# About the Challenge:

Aligned with the United Nations Sustainable Development Goals and the EY Ripples program, the EY Open Science AI & Data Challenge is an annual competition that gives university students, early-career professionals and EY people the opportunity to develop data models using artificial intelligence (AI) and computing technology to create solutions that address critical climate issues, building a more sustainable future for society and the planet.

The 2025 AI & data challenge is focused on a phenomenon known as the urban heat island effect, a situation that occurs due to the high density of buildings and lack of green space and water bodies in urban areas. Temperature variations between rural and urban environments can exceed 10-degrees Celsius in some cases and cause significant health-, social- and energy-related issues. Those particularly vulnerable to heat-related problems include young children, older adults, outdoor workers, and low-income populations.

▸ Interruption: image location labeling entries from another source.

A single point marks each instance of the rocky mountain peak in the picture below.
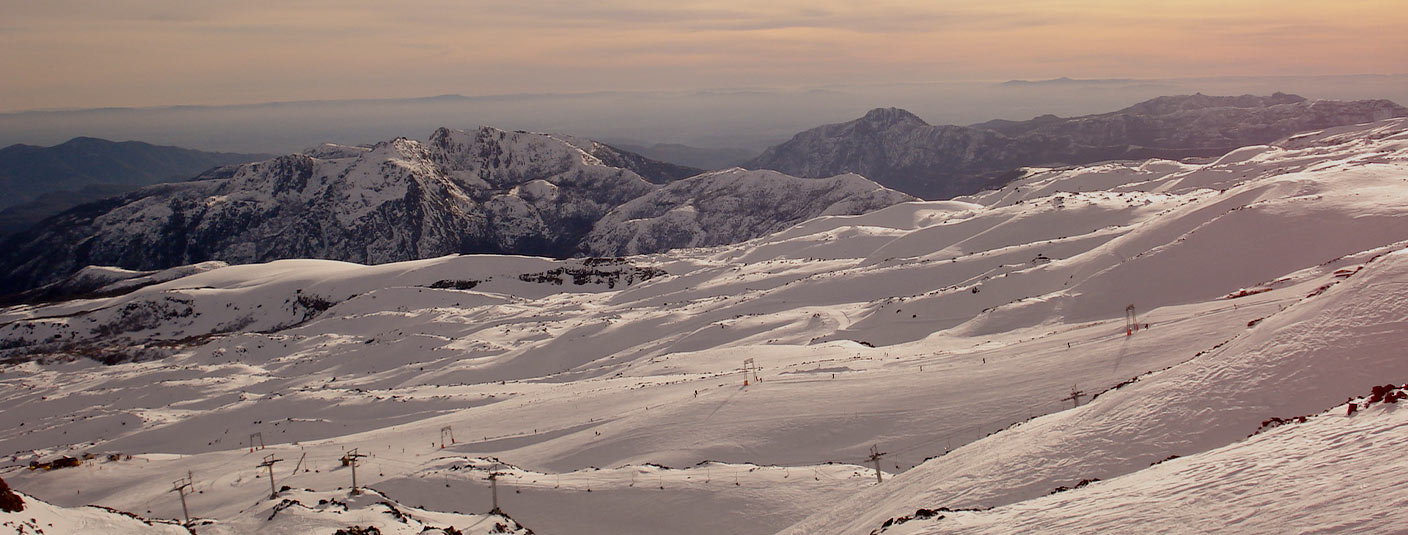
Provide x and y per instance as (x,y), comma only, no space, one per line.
(891,116)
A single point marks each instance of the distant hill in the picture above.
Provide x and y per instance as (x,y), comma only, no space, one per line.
(901,151)
(28,172)
(483,190)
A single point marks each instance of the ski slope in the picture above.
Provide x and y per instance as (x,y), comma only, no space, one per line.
(1270,280)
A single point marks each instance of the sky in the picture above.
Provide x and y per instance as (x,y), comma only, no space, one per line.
(82,54)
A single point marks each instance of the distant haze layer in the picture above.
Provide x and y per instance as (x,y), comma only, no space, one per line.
(745,118)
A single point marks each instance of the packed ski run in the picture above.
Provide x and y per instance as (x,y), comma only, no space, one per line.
(1080,324)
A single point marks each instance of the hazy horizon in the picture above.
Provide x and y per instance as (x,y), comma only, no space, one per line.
(278,76)
(745,118)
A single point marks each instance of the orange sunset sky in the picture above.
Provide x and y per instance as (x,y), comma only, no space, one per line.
(156,52)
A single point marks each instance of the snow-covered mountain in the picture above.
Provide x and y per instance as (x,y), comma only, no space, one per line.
(899,149)
(728,207)
(741,389)
(462,192)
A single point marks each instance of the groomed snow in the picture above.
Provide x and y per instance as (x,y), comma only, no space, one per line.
(924,328)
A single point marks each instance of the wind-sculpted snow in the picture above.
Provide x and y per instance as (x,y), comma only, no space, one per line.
(899,149)
(1267,283)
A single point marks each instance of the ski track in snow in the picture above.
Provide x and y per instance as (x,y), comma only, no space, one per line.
(924,328)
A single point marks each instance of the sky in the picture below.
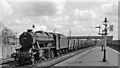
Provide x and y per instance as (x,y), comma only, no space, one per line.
(79,16)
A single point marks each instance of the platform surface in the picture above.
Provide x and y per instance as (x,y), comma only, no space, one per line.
(93,58)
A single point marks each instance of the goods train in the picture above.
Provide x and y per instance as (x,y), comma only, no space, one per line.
(40,45)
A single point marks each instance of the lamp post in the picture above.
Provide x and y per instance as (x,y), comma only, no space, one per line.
(104,33)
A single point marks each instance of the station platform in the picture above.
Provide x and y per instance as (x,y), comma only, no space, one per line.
(93,58)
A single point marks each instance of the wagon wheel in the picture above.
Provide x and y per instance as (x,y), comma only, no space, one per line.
(21,60)
(32,60)
(52,54)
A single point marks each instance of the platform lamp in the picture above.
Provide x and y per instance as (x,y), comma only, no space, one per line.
(104,33)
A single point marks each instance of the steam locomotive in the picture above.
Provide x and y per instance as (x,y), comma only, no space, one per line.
(40,45)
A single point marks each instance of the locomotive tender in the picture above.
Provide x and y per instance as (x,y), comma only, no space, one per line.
(40,45)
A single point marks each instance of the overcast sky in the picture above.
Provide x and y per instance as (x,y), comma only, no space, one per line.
(79,16)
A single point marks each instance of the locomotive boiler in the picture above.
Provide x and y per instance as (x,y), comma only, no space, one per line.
(39,45)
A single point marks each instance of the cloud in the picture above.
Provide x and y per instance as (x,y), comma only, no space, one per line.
(33,8)
(84,15)
(111,9)
(41,27)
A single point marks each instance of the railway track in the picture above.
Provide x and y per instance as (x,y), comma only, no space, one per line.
(47,63)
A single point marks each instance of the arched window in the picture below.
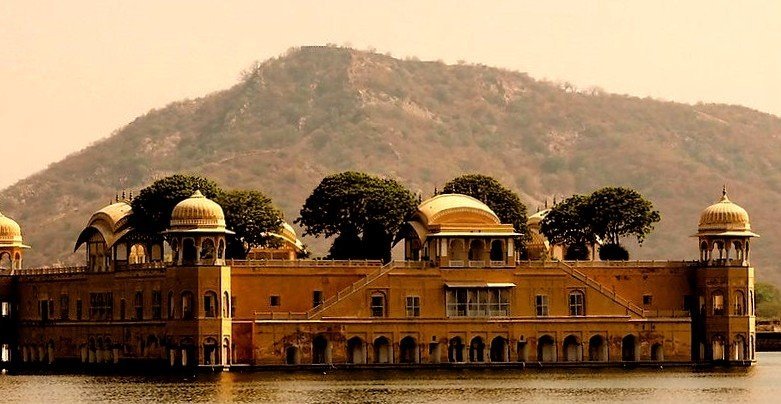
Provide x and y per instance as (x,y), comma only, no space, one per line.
(577,303)
(137,254)
(221,249)
(704,251)
(210,304)
(188,252)
(476,250)
(226,305)
(207,249)
(378,304)
(497,250)
(188,310)
(157,253)
(739,304)
(171,305)
(718,303)
(5,261)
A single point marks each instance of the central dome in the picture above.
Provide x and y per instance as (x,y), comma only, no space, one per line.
(456,208)
(10,232)
(724,216)
(197,211)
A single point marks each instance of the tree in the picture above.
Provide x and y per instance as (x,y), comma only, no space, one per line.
(357,206)
(607,215)
(252,216)
(504,202)
(568,222)
(619,212)
(153,206)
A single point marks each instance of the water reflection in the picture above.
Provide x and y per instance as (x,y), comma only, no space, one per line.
(759,384)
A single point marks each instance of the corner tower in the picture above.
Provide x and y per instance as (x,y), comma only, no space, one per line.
(199,285)
(725,284)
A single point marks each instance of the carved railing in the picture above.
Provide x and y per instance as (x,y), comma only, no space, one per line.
(50,271)
(303,263)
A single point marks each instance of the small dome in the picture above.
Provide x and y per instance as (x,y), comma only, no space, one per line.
(724,216)
(456,208)
(10,232)
(536,218)
(197,211)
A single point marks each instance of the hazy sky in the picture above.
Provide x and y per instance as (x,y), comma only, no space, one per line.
(71,72)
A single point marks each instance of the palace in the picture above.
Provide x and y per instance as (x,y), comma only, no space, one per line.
(461,295)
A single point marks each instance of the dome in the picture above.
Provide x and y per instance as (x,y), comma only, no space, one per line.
(536,218)
(724,217)
(456,208)
(10,232)
(198,212)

All output from the challenge can help bring cooling relief to vulnerable communities, but entrants with top scores will take home cash prizes and receive an invitation to an exciting awards celebration.

Problem Statement:

The goal of the challenge is to develop a machine learning model to predict heat island hotspots in an urban location. Additionally, the model should be designed to discern and highlight the key factors that contribute significantly to the development of these hotspots within city environments.

Participants will be given near-surface air temperature data in an index format, which was collected on 24 July 2021 using a ground traverse in the Bronx and Manhattan region of New York City. This dataset constitutes traverse points (latitude and longitude) and their corresponding UHI (Urban Heat Island) index values. Participants will use this dataset to build a regression model to predict UHI Index values for a given set of locations.

It is important to understand that the UHI Index at any given location is indicative of the relative temperature difference at that specific point when compared to the city's average temperature. This index serves as a crucial metric for assessing the intensity of heat within different urban zones.

# Data Description

Target Dataset:

Near-surface air temperature data in an index format was collected on 24 July 2021 across the Bronx and Manhattan regions of New York City in the United States. The data was collected in the afternoon between 3:00 pm and 4:00 pm. This dataset includes time stamps, traverse points (latitude and longitude) and the corresponding Urban Heat Island (UHI) Index values for 11229 data points. These UHI Index values are the target parameters for your model.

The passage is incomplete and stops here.